Wednesday, February 27, 2013

Some Inspirational Videos

I have been naughty and have neglected posting for a week or so. It was willful neglect too, but as I have said before, my absence is school-related and not for lack of things to talk about. There is still much, much more I want to talk about.

For instance, I've only just now clued in that TED has some great Transmedia-themed talks, some of them by the likes of Rhianna Pratchett. I feel downright shameful that I was unaware of how involved she's been in the videogame writing community. She's contributed to Tomb Raider, Heavenly Sword, Mirror's Edge and Prince of Persia (PS3) to name just a few. Check out the video below of her TED talk about how storytellers are important to video game development. 



On a slightly different, but related note, Amy Hennig is a big inspiration of mine. I've always loved how tight her narratives weave into the games she's involved in (again, if you haven't already guessed it, I'm a big Soul Reaver fan) and the following interview with her only increased my admiration of her work.



Although, I don't completely agree with all of her argument (mostly where online gaming is concerned) Jane McGonigal has done some excellent research on how video games and video game culture can improve society. See below two videos of note on this.





For the record, I don't hate online games...I spent years on PSO I and II for Dreamcast and FFXI. I do, however, believe that the typical online experience is flawed. I've met some really obnoxious individuals and encountered elitism in the extreme in online communities. While McGonigal has made some excellent arguments for the bright side of online gaming, I feel that she's painting it a little too rosy. Also, World of Warcraft is a good example to use for online games, but I feel her future talks could do with a bit more variety. That last critique is just me nitpicking, however.

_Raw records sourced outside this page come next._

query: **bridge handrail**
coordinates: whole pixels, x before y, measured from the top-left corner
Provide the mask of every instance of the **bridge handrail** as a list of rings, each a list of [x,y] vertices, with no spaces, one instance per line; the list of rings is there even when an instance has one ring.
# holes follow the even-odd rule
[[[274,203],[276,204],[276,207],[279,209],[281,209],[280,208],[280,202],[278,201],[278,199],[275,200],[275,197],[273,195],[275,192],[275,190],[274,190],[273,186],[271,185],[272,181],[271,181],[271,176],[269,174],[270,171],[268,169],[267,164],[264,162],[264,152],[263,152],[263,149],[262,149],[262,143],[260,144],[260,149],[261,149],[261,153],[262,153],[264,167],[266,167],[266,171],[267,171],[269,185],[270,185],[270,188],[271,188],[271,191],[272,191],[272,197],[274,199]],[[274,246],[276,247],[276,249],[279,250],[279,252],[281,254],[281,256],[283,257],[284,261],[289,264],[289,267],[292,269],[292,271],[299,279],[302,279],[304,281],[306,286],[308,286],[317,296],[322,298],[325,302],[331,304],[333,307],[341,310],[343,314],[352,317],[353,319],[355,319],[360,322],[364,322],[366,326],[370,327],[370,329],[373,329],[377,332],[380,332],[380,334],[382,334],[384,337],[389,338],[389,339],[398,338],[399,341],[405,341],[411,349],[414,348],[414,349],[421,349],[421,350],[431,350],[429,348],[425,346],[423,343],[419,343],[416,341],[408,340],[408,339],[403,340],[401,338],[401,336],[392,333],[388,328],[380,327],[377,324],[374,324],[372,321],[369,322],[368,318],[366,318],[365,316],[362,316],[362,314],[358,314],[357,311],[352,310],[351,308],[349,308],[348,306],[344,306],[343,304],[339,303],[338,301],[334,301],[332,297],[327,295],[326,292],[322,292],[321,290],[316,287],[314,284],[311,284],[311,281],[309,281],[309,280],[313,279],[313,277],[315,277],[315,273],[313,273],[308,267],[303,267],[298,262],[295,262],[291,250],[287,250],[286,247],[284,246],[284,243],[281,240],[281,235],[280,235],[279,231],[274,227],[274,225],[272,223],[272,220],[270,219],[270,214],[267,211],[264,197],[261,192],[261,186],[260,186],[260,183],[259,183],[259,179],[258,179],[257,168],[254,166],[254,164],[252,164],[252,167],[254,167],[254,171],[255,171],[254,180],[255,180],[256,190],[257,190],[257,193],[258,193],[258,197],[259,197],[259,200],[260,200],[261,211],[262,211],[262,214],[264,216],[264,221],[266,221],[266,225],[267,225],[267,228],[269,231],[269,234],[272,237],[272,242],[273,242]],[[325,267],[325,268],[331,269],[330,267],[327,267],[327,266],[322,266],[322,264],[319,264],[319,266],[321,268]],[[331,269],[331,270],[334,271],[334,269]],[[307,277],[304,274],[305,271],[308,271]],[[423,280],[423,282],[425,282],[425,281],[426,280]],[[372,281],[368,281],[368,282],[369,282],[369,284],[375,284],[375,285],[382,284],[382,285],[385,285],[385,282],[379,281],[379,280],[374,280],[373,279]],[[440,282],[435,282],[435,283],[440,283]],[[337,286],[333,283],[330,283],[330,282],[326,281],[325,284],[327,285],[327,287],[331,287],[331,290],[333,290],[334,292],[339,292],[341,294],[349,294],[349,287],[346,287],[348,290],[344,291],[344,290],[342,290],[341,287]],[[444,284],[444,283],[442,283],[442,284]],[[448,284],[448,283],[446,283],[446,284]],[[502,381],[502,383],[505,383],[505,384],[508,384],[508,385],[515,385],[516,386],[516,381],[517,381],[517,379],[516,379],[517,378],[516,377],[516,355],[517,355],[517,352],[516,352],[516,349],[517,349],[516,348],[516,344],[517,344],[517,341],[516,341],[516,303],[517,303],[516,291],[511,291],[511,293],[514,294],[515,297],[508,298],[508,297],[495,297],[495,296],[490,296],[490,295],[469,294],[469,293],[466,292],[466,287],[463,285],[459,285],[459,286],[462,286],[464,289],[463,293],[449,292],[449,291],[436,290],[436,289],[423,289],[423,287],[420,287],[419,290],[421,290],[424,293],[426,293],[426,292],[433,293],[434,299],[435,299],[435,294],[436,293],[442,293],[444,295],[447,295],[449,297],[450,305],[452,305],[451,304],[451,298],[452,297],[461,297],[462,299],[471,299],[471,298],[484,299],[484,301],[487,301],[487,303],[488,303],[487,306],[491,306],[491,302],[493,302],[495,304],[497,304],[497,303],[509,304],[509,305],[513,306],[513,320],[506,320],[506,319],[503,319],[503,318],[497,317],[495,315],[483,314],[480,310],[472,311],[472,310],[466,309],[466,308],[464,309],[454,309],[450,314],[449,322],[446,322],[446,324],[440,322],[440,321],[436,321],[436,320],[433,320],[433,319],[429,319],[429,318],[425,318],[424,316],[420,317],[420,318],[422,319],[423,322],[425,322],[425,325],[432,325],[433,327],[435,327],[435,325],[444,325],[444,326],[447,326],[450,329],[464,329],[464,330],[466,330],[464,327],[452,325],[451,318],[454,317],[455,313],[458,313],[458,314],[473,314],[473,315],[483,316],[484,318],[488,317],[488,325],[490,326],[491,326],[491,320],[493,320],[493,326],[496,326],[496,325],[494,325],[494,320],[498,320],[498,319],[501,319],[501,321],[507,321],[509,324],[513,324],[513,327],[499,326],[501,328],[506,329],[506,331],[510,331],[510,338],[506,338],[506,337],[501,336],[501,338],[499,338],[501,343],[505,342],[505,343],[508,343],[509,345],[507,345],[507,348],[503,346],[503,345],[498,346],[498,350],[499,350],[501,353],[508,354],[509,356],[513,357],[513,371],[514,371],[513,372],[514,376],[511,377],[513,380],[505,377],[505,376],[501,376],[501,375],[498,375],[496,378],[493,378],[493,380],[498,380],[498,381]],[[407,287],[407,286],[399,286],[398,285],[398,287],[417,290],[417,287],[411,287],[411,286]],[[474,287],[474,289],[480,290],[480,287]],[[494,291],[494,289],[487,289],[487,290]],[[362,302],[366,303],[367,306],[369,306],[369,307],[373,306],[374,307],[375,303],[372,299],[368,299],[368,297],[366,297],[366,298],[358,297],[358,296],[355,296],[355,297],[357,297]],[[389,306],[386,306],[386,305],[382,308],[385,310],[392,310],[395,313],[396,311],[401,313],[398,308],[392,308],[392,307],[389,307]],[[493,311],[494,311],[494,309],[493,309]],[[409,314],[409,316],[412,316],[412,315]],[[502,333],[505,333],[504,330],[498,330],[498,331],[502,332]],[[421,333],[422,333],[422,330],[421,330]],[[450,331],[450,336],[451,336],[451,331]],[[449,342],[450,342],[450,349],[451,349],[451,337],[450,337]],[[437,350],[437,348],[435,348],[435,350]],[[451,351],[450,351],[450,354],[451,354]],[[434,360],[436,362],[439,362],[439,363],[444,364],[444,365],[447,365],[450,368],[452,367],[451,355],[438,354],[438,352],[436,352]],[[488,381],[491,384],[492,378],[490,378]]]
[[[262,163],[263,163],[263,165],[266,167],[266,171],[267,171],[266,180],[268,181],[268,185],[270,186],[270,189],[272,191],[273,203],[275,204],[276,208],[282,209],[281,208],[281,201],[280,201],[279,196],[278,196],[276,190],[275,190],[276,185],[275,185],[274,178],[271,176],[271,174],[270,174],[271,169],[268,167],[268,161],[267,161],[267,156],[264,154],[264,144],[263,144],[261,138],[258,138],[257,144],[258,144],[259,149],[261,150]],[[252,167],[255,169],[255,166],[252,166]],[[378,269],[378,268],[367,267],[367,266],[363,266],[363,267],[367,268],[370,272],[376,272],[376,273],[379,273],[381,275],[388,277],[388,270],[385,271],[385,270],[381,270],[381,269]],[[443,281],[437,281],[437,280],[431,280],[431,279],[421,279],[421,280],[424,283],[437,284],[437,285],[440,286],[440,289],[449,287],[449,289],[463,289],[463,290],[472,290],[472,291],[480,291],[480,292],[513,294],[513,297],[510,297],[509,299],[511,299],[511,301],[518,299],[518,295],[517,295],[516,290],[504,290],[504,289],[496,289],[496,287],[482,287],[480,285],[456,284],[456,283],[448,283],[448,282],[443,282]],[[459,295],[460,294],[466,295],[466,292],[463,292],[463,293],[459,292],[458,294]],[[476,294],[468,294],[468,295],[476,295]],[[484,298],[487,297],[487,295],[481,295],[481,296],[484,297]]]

That being said, I finished Journey last weekend and I'm happy to say it's restored some of my faith for the positive aspects and potentialities of online gaming, both as an interactive art medium and as a wonderful gaming experience. See below a video on the theories and research Chen did for the making of Journey.



Alright, that's enough for now, I'll save the other videos I've watched for another post.

Let's meet at the next save point!

P.S. More of a note to self, but I need to compile a video games backlog and make a list of topics I'd like to discuss in the future.